Un peu de pitié s’allume en moi.

— Les mariages sont difficiles à leurs débuts, dis-je. Le nôtre traverse cette période, mon amour… Ensuite, tu verras, faudra une lampe à souder pour nous séparer…

Il a un sourire fugace.

— Où qu’on va ? demande-t-il…

— Au parc à voitures des Galeries, pourquoi ?

— J’y suis déjà t’été…

— Tu es allé partout, je sais… Mais comme disait Pasteur, à moins que ce ne soit le président Auriol : quat’z’yeux valent mieux que deux et, tant va la cruche à l’eau, qu’à la fin elle fait des petits…

Je stoppe devant le bureau de poste de la rue de Rennes où nous nous sommes arrêtés précédemment.

— Quoi ? fait mon collègue…

— Même opération, dis-je.

— Faut encore que j’aille chercher une adresse ?

— Oui, mais au lieu de partir d’un nom, tu vas partir d’un numéro de téléphone. Va voir à quoi correspond Vaugirard 11–51.

— Je passe ma vie aux Postes, ronchonne-t-il.

— Le facteur sonne toujours deux fois… C’est connu.

Il hausse les épaules de bouteille Perrier et fait Pschitt !

Je jubile, les mecs, jamais affaire criminelle ne s’est présentée sous de si heureux auspices. (Ça vaut ceux de Beaune.)

D’ordinaire, j’ai toujours des démarrages pénibles, ça se tortille comme un peloton de ficelle dans les pattes d’un chat, mais là c’est du gâteau. Tout ce que je tripote s’affermit dans les pognes. Je tiens un fil qui m’a l’air aussi solide qu’un câble de grue. A propos de grue, je crois que j’ai fait une affaire avec la pépée de chez Pauvel. « Mécanique de précision ! » Tu parles ! C’est de la belle marchandise et qui ne doit pas trop rouscailler quand on lui file la paluche au condensateur… Et avec ça, employée d’un gars qui m’intéresse. Vous pigez ?

Georgel revient.

— Tu as le tuyau, fiston ?

— Ouais, Vaugirard 11–51, c’est le biniou de l’Hôtel du Mont-Chauve, 1, rue Jacquemaire-Clemenceau.

— Note ça sur un morcif de papelard, ça nous servira ultérieurement.

Il note. Je pédale comme un forcené. Il est onze plombes — c’est-à-dire just the time auquel a été buté ce vieux Triffeaut, et j’aimerais voir à quoi ressemble le parking des Galeries à cette heure-là…

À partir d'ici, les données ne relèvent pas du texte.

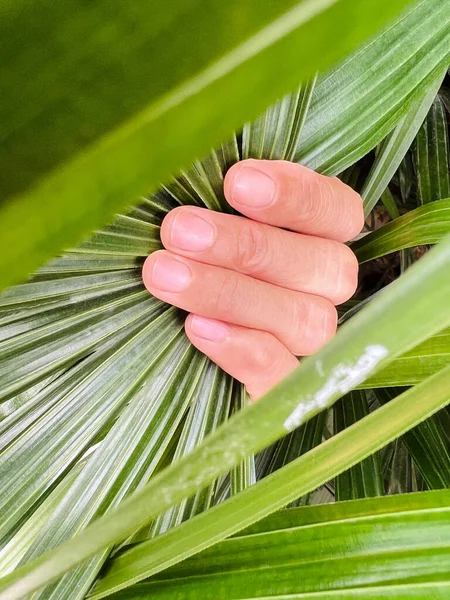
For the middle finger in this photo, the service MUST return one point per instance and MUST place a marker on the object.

Il est très vaste. L’entrée se trouve boulevard Haussmann. Un mec en uniforme vous refile un biffeton rose moyennant deux cents points et un autre vous indique le coinceteau où remiser votre bahut. Après quoi vous pouvez aller vadrouiller dans le secteur. Si vous faites une emplette aux Galeries Lafayette, les deux cents piastres vous sont remboursées. C’est astucieux. Ça encourage le commerce.

Ensuite vous n’avez plus qu’à venir récupérer votre soucoupe que vous évacuez par la rue de Mogador.

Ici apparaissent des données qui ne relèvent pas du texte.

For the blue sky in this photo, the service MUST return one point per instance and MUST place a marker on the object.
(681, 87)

Georgel me met au parfum des usages. Je trouve la combinaison intelligente et je me dis que le tuyau me servira lorsque j’amènerai Félicie, ma brave femme de mère, dans les grands magazes…

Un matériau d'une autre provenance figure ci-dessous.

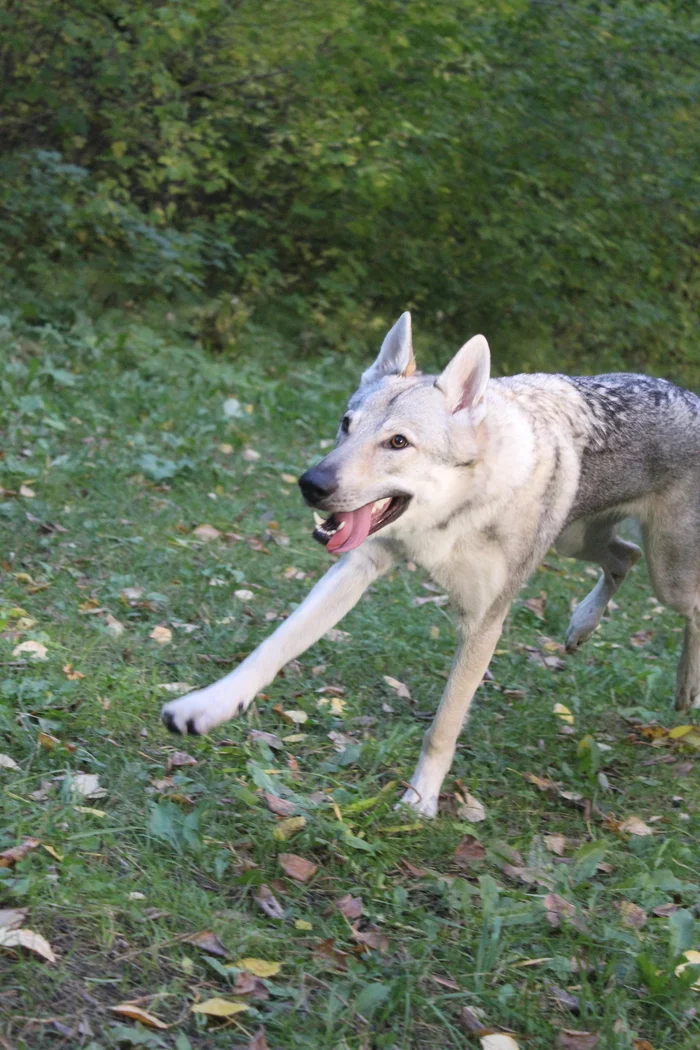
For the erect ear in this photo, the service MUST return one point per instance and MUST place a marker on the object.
(396, 357)
(465, 378)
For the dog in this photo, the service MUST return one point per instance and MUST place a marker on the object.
(474, 479)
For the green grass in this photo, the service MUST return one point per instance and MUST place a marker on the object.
(119, 435)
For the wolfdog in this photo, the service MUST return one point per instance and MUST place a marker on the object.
(474, 479)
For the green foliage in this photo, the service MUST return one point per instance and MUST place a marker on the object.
(527, 167)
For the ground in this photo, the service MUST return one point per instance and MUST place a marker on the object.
(548, 915)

Nous fendons la foule dense du trottoir et pénétrons dans le parking. Je laisse flotter les rubans exactly comme si j’étais un quidam ordinaire.

On me refile un ticketon rose. L’employé en détache une partie qu’il glisse sous un des balais de mes essuie-glaces, et un autre zigoto s’annonce pour faire ranger mon tréteau.

Lorsque je suis garé, je lui allonge un pourliche comme il se doit. Ça prédispose aux bonnes relations. Puis je le retiens par le brandillon.